Description

An intriguing and absorbing novel about the life of Virginie Gautreau, the subject of John Singer Sargent's most famous portrait Madame X, which scandalized the 1884 Paris Salon—perfect for fans of the bestselling Girl with a Pearl Earring.

When John Singer Sargent unveiled Madame X—his famous portrait of twenty-three-year-old American beauty Virginie Gautreau—at the 1884 Paris Salon, its subject's bold pose, bare shoulders, and provocative dress shocked the public and the critics, who found the portrait displaying Virginie's blatant sexuality bizarre, artificial, and unwholesome. The scandal destroyed Sargent's dreams of a career in Paris, forcing him to flee to England.

In this remarkable novel, Gioia Diliberto imagines Virginie's side of the story, drawing on the few known historical facts to re-create Virginie's tempestuous personality and the captivating milieu of nineteenth-century Paris. Born in New Orleans and raised on a lush plantation, Virginie fled to France during the Civil War, where she was absorbed into the fascinating and wealthy world of grand ballrooms, dressmakers' salons, and artists' ateliers.
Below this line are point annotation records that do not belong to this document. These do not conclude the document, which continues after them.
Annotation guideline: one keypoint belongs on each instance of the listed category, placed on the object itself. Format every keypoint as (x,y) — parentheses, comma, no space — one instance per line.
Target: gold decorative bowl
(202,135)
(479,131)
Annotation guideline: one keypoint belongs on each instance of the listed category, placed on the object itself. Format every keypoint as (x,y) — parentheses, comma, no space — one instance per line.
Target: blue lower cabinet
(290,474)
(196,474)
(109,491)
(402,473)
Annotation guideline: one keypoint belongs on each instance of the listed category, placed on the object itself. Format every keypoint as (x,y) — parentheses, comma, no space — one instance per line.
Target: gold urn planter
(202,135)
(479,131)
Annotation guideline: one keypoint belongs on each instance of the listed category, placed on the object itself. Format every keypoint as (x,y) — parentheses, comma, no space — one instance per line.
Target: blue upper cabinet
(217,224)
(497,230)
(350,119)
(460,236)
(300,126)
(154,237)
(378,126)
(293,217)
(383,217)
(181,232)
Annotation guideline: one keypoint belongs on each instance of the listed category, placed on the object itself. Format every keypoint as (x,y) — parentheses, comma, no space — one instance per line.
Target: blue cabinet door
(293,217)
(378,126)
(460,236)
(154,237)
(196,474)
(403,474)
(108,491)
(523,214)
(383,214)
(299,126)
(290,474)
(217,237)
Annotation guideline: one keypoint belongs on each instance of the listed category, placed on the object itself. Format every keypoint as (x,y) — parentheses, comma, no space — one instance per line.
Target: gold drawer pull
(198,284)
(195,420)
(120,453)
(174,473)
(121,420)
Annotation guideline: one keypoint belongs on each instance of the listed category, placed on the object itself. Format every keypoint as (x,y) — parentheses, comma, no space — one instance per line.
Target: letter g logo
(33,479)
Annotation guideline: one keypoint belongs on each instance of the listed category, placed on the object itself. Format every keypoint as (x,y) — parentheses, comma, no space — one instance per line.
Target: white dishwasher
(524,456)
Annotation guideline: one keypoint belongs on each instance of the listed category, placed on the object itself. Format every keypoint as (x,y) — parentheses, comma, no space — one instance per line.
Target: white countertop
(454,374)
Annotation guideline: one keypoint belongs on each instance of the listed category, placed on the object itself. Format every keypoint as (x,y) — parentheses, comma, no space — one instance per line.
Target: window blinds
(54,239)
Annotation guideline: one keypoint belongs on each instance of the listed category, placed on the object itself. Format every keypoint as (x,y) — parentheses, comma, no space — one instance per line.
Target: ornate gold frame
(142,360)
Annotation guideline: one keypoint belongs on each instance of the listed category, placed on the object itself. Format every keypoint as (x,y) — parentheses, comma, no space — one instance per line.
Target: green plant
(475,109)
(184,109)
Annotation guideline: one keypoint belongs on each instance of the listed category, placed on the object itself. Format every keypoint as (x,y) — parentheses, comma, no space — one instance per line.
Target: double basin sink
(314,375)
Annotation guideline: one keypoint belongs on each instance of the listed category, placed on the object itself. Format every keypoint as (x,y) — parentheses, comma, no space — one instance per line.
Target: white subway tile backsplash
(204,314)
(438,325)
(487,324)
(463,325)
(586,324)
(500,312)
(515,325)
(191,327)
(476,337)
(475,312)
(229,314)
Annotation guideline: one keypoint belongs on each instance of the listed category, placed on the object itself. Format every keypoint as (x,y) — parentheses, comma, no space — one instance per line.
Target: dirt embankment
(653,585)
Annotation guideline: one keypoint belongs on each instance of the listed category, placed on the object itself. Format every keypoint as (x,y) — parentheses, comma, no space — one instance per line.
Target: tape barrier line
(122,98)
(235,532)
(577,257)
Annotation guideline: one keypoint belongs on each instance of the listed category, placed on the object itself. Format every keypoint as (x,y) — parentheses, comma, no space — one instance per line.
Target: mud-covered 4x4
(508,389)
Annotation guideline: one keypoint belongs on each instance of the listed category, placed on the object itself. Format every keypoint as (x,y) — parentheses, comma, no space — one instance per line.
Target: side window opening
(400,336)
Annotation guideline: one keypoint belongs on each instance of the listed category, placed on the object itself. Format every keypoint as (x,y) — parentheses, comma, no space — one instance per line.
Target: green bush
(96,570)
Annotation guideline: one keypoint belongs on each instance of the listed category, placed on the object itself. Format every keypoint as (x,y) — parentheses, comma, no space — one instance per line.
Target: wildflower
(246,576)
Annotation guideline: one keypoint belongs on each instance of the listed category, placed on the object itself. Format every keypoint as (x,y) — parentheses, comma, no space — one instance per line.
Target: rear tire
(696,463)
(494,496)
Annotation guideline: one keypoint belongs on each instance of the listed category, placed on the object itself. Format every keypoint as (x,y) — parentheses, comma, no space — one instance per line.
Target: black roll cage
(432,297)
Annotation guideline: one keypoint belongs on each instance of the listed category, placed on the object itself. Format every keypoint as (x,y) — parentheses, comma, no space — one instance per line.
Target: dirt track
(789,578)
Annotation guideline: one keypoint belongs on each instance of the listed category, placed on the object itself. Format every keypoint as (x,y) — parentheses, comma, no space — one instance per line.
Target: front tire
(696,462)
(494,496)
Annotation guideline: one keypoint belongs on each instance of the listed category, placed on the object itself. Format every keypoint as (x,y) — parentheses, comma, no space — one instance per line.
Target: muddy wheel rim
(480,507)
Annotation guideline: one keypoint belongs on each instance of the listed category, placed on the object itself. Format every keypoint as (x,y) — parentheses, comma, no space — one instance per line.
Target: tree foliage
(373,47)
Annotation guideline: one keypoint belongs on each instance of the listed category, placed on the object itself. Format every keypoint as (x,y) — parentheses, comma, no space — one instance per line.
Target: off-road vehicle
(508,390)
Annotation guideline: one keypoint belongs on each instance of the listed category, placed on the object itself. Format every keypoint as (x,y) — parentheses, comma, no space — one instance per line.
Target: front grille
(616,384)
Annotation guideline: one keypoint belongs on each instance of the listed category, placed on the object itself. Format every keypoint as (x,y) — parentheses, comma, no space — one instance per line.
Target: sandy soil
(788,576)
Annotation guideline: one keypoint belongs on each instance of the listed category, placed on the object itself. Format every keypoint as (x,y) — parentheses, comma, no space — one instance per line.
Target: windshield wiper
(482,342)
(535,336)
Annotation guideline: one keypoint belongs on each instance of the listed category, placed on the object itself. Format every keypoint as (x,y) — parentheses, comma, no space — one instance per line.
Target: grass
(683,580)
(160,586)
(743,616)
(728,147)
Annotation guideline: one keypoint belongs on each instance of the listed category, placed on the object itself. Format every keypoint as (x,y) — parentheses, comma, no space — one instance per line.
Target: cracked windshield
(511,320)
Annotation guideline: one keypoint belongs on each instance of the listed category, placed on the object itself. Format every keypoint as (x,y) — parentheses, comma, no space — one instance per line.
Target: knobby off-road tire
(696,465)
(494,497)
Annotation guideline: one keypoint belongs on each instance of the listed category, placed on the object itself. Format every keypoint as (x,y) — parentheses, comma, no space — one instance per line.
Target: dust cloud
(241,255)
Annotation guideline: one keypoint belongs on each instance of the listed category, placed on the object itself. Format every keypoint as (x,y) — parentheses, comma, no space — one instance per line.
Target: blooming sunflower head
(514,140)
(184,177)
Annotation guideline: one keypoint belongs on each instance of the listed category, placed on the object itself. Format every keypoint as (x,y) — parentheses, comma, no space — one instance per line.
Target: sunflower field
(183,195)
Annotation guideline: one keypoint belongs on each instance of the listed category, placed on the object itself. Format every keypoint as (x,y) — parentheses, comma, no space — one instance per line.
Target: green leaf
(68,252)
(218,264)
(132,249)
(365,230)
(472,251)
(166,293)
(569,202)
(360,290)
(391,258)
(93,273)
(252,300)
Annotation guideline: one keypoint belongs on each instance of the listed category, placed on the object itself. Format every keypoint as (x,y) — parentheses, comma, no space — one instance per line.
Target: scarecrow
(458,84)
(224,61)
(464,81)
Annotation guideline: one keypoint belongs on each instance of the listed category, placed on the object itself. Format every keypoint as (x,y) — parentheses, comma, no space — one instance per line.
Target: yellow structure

Even before Sargent painted her portrait, Virginie's reputation for promiscuity and showy self-display made her the subject of vicious Paris gossip.

Immersing the reader in Belle Epoque Paris, I Am Madame X is a compulsively readable and richly imagined novel illuminating the struggle between Virginie and Sargent over the outcome of a painting that changed their lives and affected the course of art history.

About the author(s)

Gioia Diliberto has written biographies of Jane Addams, Hadley Hemingway, and Brenda Frazier, as well as the critically acclaimed novels I Am Madame X and The Collection. She lives in the Hudson Valley with her family.

Reviews

Los Angeles Times Diliberto fills in the blanks of Virginie's life with vivid brush strokes. What ensues is a complex and often incredibly fun portrait...[a] handsomely imagined story.

The New Orleans Times-Picayune Diliberto does not make the mistake of imagining a coherent biographical trajectory for her protagonist, but instead presents the messiness and difficulty of real life. In other words, her novelistic portrait of a real person turns out to have more psychological truth than many a biography.

Booklist Lively and provocative...Diliberto has created a heroine who is as capricious and vain and as compelling and seductive as [Sargent's] portrait suggests.

Chicago Tribune a Chicago Tribune Best Book of 2003 A romping good read.